Les géants Apple, Microsoft, Amazon et Alphabet (Google) sont chacun valorisés plus de 1.000 milliards de dollars. A elle seule, la valorisation d’Apple vaut autant que les trois quarts des plus grosses entreprises du Cac 40. Ensemble, Apple et Microsoft valent comme l’ensemble de la Bourse de Paris (qui pèse environ 2.000 milliards d’euros). L’appétit insatiable des investisseurs pour la Tech américaine a largement contribué à emmener Wall Street à de nouveaux records.  Maintenant, les « MAGA » pèsent tellement lourds dans le S&P 500 que comparativement à l’indice des grandes valeurs américaines, note-t-on chez Bank of America Merrill Lynch, les actions des entreprises européennes sont en « bear market », c’est-à-dire orientées à la baisse depuis 2006. Et au sein même des marchés américains, fait remarquer BoAML, les actions du secteur de l’énergie sont, relativement au S&P 500, au plus bas depuis 1941 et l’attaque de Pearl Harbor.

C’est le retour de l’« exubérance irrationnelle ». Les stratégistes de la banque mettent également en avant l’emballement autour des actions du constructeur de voitures électriques Tesla (x4 en six mois), de Virgin Galactic (x5 en moins de trois mois), l’entreprise de Richard Branson dédiée aux voyages dans l’espace introduite en Bourse en octobre, ou de Stamps.com (x2 en deux semaines). Les cours du palladium s’envolent avec les nouvelles normes antipollution dans l’automobile.

D’autres conséquences des taux bas

Les conséquences des taux d’intérêt très bas (à des niveaux inédits depuis 5000 ans) ne s’arrêtent pas là. Alors que les investisseurs vont chercher du rendement là où il y en a, les stratégistes constatent une « poussée » des ETFs avec comme sous-jacents le « private equity ». Et toujours dans l’univers du non-côté, les stratégistes de Bank of America Merrill Lynch notent d’« énormes » émissions de CLO, de la dette d’entreprise titrisée (Apollo en a émis pour plus de 2 milliards de dollars), un acronyme qui rappelle beaucoup la crise des subprimes (au lieu de CLO, il s’agissait de MBO, de la titrisation de dette basée sur les emprunts immobiliers).

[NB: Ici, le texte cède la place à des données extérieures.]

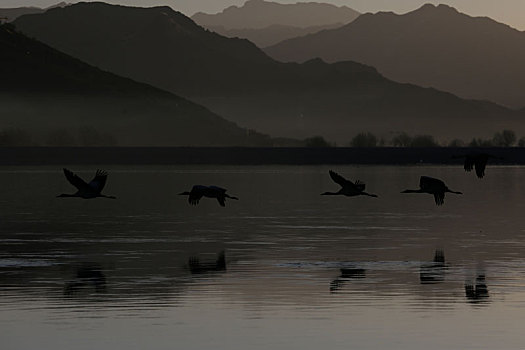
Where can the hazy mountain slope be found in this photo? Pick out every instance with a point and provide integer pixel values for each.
(237, 80)
(432, 46)
(44, 91)
(257, 14)
(10, 14)
(271, 35)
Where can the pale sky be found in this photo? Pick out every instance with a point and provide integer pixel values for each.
(511, 12)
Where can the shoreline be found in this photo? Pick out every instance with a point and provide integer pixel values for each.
(248, 156)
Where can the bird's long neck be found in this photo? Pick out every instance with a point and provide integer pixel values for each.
(369, 194)
(412, 191)
(109, 197)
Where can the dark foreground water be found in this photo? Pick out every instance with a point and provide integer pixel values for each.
(145, 271)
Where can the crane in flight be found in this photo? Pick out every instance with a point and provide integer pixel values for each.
(348, 188)
(199, 191)
(86, 190)
(433, 186)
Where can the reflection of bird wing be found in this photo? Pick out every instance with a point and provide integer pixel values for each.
(439, 197)
(75, 180)
(480, 169)
(469, 164)
(338, 179)
(196, 194)
(99, 181)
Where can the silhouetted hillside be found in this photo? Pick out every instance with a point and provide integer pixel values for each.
(433, 46)
(45, 92)
(238, 81)
(266, 23)
(263, 37)
(257, 14)
(10, 14)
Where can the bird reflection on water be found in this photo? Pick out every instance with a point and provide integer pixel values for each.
(476, 161)
(88, 277)
(347, 274)
(197, 267)
(435, 271)
(478, 292)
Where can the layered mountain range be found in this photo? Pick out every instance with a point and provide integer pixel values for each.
(434, 46)
(235, 79)
(266, 23)
(51, 96)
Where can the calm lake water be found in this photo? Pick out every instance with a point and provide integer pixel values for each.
(144, 271)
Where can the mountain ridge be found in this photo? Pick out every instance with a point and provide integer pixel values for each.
(473, 57)
(237, 80)
(47, 91)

Tout aussi inquiétant : le rachat, la semaine dernière, par Ally, le financeur numéro 1 aux Etats-Unis des achats de voitures, du prêteur subprime CardWorks, qui octroie des cartes de crédit à des ménages qui ont un gros risque d’insolvabilité. 

La semaine dernière, à l’occasion de sa communication mensuelle, la Fed, la banque centrale américaine a reconnu que sa politique monétaire de taux ultra bas avait créé des risques de déstabilisation des marchés financiers. « Plusieurs membres [du comité de politique monétaire] ont observé que les valorisations des actions, de la dette des entreprises et des prêts immobiliers étaient élevées et ont attiré l’attention sur les niveaux d’endettement importants des entreprises », pouvait-on lire dans les minutes de la dernière réunion du comité, celle de la fin janvier.

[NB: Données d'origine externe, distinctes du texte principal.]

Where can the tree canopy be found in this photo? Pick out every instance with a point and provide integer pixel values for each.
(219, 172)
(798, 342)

Pour Bank of America Merrill Lynch, le prix des actifs à risque devrait continuer à grimper au cours du deuxième trimestre, avec un S&P 500 qui visiterait des nouveaux records, avec une poussée à 3500 points environ, ne serait-ce que parce que la Fed continuera à acheter jusqu’à la fin avril pour 180 milliards de bons du Trésor par mois. Politiquement, avant les élections présidentielles américaines, la Bourse sera également soutenue par l’investiture, dans le camp démocrate, d’un candidat pro-business ; son nom sera probablement connu d’ici à la mi-mars.